E, esta parte da sociedade mineira que vai denominar sítios circundantes de Caiambolas, , Maquemba, Moange e o Morro do macumba.
A sua moradia e a cafua, similar a habitação do negro da área Congo. E, igualmente, chamado de cubata de Angola.
Os angolenses perpetuarão, ai, o auto popular o famoso bumba-meu-boi, tradição totémica saída dos pastores do centro e sul do Quadrilátero.
Dançarão a canjare, do Kimbundu kan’zo , kanzaredo, rodopio, rodeio ou saracoteio .
Vão bater, ai, um  único tipo de tambor e o angono-puita.
HIPOCORISTICO
Vários termos da língua banguela, na realidade saídos das línguas bantu ocidentais, perpetuaram-se, nos vissungos diamantinos, de essência religiosa e profana.
Serão cantados, a solo e coro. Estes são trovas de “De o nascer de dia”, de  “Subindo o Morro”, de trabalho, da manha, de meio-dia, da tarde, de” A jangada , secando agua”, de multa, de caminho e de rede e de “queixando-se da vida”.
Nota-se que a escravaria, prudente, fala, em função das circunstâncias, ou em crioulo ou nas línguas bantu.
Regista-se na tipologia rimas diversas, a exemplo das bem antropológicas cantigas do “Negro Enfeitiçado” que evoca uanga o assoma, cuatiara, vinjanja, ombera, curiandamba e candimba.

Cravaram termos tais como T’Angananzambe, calunga, imbanda, canjonjo, andambi, ucumbi, atunda, candamburo, nguenda, chicondo, tingue canhama, corofecae e omenha, assim como  as expressões sand’ua ongombe uari  e ongira oenda mondondo aue a.
O duro trabalho do enxugo (lamba) e a violência quotidiana refletiam-se, naturalmente, nos vissungos, com trechos de caracter insultuoso.

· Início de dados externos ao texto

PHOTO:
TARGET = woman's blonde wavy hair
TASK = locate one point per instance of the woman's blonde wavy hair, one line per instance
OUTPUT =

A dinâmica de crioulização era inevitável aos níveis da simplificação gramatical e adaptação fonética. Assim, todos apelidos Cristãos foram bantuizados : Fulo para Flora, Quelemente para Clemente.

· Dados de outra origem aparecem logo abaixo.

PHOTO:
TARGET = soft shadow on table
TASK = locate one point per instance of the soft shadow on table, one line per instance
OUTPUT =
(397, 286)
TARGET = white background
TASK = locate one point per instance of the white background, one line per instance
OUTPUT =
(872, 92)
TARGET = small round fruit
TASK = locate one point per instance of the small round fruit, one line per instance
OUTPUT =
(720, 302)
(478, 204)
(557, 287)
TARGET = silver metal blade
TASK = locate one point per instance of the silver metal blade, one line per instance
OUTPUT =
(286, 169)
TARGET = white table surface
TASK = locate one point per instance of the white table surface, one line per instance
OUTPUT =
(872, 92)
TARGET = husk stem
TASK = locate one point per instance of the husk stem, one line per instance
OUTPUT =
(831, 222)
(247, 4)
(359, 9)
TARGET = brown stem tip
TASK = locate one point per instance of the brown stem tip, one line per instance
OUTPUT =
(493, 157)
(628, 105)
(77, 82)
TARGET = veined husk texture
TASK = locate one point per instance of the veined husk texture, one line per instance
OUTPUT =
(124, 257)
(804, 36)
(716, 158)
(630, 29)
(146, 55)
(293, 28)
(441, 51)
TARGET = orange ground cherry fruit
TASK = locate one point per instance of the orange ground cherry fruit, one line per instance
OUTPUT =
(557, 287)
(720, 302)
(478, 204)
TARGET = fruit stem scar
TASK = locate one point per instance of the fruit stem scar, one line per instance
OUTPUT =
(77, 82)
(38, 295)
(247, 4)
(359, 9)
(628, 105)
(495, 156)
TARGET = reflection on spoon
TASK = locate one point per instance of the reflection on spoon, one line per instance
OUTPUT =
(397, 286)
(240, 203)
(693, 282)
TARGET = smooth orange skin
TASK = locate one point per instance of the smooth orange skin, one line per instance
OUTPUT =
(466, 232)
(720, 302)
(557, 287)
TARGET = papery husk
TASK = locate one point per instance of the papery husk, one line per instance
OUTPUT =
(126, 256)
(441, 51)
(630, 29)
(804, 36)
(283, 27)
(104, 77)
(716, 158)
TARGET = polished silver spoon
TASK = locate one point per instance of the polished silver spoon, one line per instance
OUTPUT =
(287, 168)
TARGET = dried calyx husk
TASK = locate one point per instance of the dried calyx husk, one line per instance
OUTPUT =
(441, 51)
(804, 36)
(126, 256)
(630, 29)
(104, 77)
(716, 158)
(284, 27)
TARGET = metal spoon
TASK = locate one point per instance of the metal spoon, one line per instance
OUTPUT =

Algumas formas de caracter hipocorístico subiram a forja redutora dos Atu, a exemplo de Calu, Valu, Xandu, Cecao, Nana para, respetivamente, Carolina, Valeriano, Alexandre, Conceição e Ana.
Obra editado, pela primeira vez, no início do seculo, a sua republicação enquadra-se na fabulosa Coleção Reconquista do Brasil, com cerca de duas centenas de títulos publicados e que contem, sobre múltiplos aspetos, a presença dos ekalangos angolanos.
A reedição de O negro e o garimpo negro e sintomático do Novo Brasil que quer reforçar a sua parentela com o pais de Mueno – Hambo.

Por
Simão SOUINDOULA
Historiador angolano, vice-presidente do CCI do projecto da UNESCO “A Rota do Escravo”. Antigo Professor no Instituto Superior de Ciências de Educação de Lubango, da Universidade Agostinho Neto, membro do Comité Científico Internacional do Festival Mundial das Artes Negras, crítico de arte, foi responsável pelo Centro Internacional das Civilizações Bantu.